“Get in the truck. We’re going back to town.”
I mutter under my breath, but do as I’m told. I can kill a man from two hundred yards, rebuild an engine blindfolded, and take a punch that would kill most people — and yet here I am…
Errand boy.
Perfect.
The ride back to town passes in silence. And my bike ride to Ironwood Falls PD does as well. Officer Maya Alvarado meets me at the front desk as if she’s been expecting me all week.
“Breaker, right?” She looks me over, lips twitching. “So you’re the prospect. You look different from your file photo. I’ll have to update that.”
“Don’t,” I growl, because I have a bad feeling about where this is going.
She just smiles. I’d be tempted to consider it a smirk, except she doesn’t seem the type to do that. “Rabid said you’re here to help.”
I cross my arms, still not sure if this is a setup or a test, or both. “Yep.”
“Good.” She claps her hands together. “Because I’ve got an urgent job that needs doing, and I’m short-staffed. Parade coming up means too many drunk morons with festival money and zero self-control.”
I know the type. Hell, I was the type, once. I narrow my eyes. “What kind of urgent job?”
She doesn’t answer. Instead, she grabs a ring of keys off the desk, tosses them in the air, and catches them without looking. “We’re late. Come on.”
I plant my feet. “Alvarado, what job?”
She stops. Turns. Gives me a hard stare. “There is no backing out. Don’t make me cuff you. Or worse, call your prez and tell him you were uncooperative.”
I mutter something foul under my breath — something involving Rabid and his lack of warning — but I follow her, anyway. She yanks open the passenger door of her squad car and pushes me inside like I’m under arrest.
“What the hell—?”
“Seatbelt,” she says, sliding into the driver’s seat. “This is serious business. And when you are riding with an officer of the law, you will obey the law.”
Before I can respond, she turns the ignition, and we’re on the road in seconds, the engine gunning like she’s late for a chase. I’m slammed back against the seat as she peels out of the parking lot, blue-and-white lights flashing.
We take a hard left onto Main and I brace my elbow against the window. “You wanna tell me what this is about?”
She doesn’t look at me, just guns it through a yellow light. “Nope.”
I can see the reflection of her eyes in the rearview mirror, sharp and unblinking.
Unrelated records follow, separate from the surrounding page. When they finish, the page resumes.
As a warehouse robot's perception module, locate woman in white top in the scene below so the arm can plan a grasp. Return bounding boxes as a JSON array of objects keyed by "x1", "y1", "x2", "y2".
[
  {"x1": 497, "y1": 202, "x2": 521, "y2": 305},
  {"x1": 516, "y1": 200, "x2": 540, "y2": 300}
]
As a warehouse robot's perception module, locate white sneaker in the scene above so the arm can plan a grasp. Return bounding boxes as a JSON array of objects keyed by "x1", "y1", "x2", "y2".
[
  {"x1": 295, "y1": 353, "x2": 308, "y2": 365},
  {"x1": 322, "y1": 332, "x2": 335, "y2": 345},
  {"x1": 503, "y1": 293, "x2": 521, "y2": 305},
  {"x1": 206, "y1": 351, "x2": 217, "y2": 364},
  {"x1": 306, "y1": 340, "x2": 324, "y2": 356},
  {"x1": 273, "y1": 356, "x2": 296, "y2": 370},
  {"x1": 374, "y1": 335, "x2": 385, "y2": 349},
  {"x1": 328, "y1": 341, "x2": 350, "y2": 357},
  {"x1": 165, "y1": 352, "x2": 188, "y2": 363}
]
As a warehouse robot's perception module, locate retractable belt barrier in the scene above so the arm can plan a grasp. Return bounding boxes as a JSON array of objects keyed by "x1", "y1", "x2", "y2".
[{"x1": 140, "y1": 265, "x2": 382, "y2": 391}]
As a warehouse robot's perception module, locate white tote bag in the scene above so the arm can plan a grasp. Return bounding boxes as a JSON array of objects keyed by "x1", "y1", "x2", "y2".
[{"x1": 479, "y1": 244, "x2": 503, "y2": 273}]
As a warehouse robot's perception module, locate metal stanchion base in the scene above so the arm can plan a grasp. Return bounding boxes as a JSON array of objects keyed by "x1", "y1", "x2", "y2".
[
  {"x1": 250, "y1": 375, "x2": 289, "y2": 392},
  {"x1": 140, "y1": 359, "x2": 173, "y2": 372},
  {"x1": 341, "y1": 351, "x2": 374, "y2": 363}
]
For a second, I wonder if this is a trap. But we keep heading into town, toward the shops and the strip malland that one shitty frozen yogurt place that never has more than two flavors in stock.
We slow at the edge of a parking lot, and I realize with horror where we are.
A craft store. Super-sized. The kind with a pastel sign and windows plastered with decals of happy kids and papier mâché animals and construction paper banners fluttering in the breeze. The parking lot is crawling with minivans, SUVs, and parents in various states of existential defeat. Out in front of the store there is a cluster of Girl Scouts orbiting a woman in a green vest like she’s the sun and they’re the planets.
My stomach drops. “You’re kidding.”
She throws the car into park, turns to me, and grins wide enough to show teeth. “We’re here.”
“We’re where?”
“Do I need to spell it out for you? This is where you’re working, prospect. The Ironwood Falls Anniversary Parade is tomorrow, and there’s no time for you to screw around.”
The second we exit, the entire swarm of Girl Scouts erupts at the sight. Shrieking in joy, they run towards us.
I stare at Officer Alvarado. “There has to be something else I can do, right?”
She arches an eyebrow, leans in, and makes her voice a low, even threat. “Get to work, or else you’ll find out what happens when I get upset.”